Decaying waterways need rebuilding, too

by JOE CAHILL

Thinkstock

Thinkstock

Crain's Chicago Business, 9/26/14

Warnings about our crumbling infrastructure tend to focus on highways and bridges, railroads and subway systems. And there's no question that these surface systems, in Illinois and around the country, need a lot of attention.

But what about our waterways? We hear less concern about the state of our aquatic transportation infrastructure.

Many forget that Chicago's status as the nation's transportation hub is rooted in the era when most goods moved by water. Its rise from remote trading post to mid-continent metropolis began when immigrant laborers arrived to dig the Illinois & Michigan Canal, which connected the Great Lakes to the Mississippi River and the Gulf of Mexico.

Fewer still appreciate the continuing role of water shipping in our economy. Boats and barges transport everything from steel to soybeans across our state. Nearly all Illinois' agricultural exports leave the state by boat.

True, they play second fiddle to trucks and trains these days. But still, the numbers are impressive. As my colleague Paul Merrion reported earlier this week, some 100 million tons of goods travel by water every year in Illinois. It would take 4 million trucks to carry that much cargo. Barges are also the cheapest form of cargo shipping.

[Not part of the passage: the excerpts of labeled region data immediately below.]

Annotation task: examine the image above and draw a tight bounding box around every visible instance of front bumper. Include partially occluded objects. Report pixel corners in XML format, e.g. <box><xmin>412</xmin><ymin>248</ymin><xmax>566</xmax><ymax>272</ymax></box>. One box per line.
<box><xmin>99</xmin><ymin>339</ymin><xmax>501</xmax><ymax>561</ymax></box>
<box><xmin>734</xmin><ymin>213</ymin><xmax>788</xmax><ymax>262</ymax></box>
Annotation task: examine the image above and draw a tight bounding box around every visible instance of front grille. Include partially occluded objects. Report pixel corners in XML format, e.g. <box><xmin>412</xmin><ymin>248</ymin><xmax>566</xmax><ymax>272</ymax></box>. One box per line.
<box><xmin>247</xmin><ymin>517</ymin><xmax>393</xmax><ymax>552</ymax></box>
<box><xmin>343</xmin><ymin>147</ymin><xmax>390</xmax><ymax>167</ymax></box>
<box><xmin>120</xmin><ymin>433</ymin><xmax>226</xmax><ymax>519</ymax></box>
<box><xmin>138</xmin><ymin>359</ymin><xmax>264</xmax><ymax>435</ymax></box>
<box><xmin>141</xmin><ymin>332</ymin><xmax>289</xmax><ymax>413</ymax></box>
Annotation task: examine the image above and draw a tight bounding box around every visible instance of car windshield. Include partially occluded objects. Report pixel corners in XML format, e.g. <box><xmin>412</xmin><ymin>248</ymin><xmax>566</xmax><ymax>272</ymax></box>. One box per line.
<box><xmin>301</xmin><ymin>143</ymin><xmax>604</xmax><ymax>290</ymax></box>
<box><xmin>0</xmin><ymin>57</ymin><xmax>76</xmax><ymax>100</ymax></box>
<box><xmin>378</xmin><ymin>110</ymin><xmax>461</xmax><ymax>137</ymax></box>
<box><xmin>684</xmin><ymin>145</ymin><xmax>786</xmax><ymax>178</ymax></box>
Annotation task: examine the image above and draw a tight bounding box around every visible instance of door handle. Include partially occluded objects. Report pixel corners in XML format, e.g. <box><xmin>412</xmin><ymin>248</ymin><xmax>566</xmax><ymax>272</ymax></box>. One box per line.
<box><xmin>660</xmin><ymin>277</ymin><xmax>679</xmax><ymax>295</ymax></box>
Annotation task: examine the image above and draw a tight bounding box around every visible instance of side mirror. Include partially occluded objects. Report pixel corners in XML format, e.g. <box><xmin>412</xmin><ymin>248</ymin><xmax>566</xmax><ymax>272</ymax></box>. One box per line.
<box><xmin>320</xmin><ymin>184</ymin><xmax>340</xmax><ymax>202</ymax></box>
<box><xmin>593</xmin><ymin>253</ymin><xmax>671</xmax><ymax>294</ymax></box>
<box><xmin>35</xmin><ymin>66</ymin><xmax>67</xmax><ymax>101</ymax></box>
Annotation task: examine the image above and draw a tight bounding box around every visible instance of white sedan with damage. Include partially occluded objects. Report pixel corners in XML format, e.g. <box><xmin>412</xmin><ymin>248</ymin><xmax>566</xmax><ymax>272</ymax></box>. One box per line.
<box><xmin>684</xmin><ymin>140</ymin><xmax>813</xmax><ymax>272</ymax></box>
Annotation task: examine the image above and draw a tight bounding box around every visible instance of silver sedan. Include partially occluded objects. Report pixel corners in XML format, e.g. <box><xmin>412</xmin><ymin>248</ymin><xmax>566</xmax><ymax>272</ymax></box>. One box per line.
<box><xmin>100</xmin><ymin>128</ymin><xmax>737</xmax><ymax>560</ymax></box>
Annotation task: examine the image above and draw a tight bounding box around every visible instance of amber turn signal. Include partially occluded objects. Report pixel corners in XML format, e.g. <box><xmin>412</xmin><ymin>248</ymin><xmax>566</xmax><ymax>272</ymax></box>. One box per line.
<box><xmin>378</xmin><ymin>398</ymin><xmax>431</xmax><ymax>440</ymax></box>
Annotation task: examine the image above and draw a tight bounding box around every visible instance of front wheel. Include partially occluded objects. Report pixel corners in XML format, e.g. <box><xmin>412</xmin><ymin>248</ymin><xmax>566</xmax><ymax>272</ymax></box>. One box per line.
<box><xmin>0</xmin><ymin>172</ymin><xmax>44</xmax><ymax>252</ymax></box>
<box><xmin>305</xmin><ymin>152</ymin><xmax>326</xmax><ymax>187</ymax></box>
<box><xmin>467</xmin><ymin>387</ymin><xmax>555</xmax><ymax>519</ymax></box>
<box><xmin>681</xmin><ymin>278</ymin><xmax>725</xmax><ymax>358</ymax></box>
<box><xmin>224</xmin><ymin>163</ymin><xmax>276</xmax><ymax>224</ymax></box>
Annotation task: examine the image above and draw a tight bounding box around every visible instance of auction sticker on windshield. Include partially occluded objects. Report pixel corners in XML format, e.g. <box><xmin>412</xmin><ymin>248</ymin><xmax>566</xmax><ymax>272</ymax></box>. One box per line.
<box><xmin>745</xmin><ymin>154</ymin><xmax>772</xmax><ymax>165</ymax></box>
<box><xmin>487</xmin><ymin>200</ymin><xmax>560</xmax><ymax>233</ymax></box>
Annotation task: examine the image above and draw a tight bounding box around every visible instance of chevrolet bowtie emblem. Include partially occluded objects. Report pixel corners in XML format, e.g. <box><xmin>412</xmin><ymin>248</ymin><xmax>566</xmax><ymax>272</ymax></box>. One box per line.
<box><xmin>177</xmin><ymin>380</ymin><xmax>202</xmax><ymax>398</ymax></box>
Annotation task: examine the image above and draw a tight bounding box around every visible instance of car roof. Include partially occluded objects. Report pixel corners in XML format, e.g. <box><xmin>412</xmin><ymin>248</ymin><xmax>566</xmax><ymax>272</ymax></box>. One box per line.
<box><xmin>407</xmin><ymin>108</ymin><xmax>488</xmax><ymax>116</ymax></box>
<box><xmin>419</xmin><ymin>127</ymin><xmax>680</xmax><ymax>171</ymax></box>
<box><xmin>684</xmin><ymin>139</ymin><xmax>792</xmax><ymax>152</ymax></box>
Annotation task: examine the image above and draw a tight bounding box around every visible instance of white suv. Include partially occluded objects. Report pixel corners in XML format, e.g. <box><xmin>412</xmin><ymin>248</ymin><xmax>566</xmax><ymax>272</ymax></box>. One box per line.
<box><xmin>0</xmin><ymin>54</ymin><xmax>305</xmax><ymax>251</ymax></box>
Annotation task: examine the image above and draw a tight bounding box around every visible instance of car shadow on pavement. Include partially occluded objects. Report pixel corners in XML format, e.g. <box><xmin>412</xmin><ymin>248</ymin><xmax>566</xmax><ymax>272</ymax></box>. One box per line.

But the story makes clear that our waterways are as bad off as the rest of our infrastructure, if not worse. Locks, dams and other shipping facilities built in the 1930s are giving way. Traffic on rivers and canals is slowing to a crawl, with congestion delays draining $7 billion annually from the Chicago-area economy, according to a business coalition led by the Illinois Chamber of Commerce.

THIS COULD GET UGLY

We're headed for a maritime shipping collapse. If nothing changes, we'll have to find 4 million trucks to haul those 100 million tons of cargo. Think what that would mean for Illinois' beat-up, congested highways. Another report estimates that if barge shipping on the Mississippi and Illinois rivers came to a halt in the St. Louis area, “truck traffic would double, traffic delays would increase fivefold and injuries and fatalities would increase from 36 to 45 percent on Interstate highways.”

What's needed, of course, is money for repairs. But in a time when Congress can't even agree on a highway funding bill, getting cash for overlooked water transportation systems has been difficult.

The Illinois Chamber coalition is trying to spur action by calling attention to the consequences of letting locks and dams disintegrate. Their report notes that preventive maintenance has been abandoned, with dwindling funds reserved for fixing equipment as it breaks down.

That's no way to run a waterway. But it's the only option left until Congress comes across with more funding. Ironically, funding has been authorized, but not appropriated. In Washington, appropriation is everything. Unfortunately, it's also where everything slides into the partisan stalemate.

But this is an issue that should transcend partisanship, at least for the Illinois delegation. They need to break this logjam.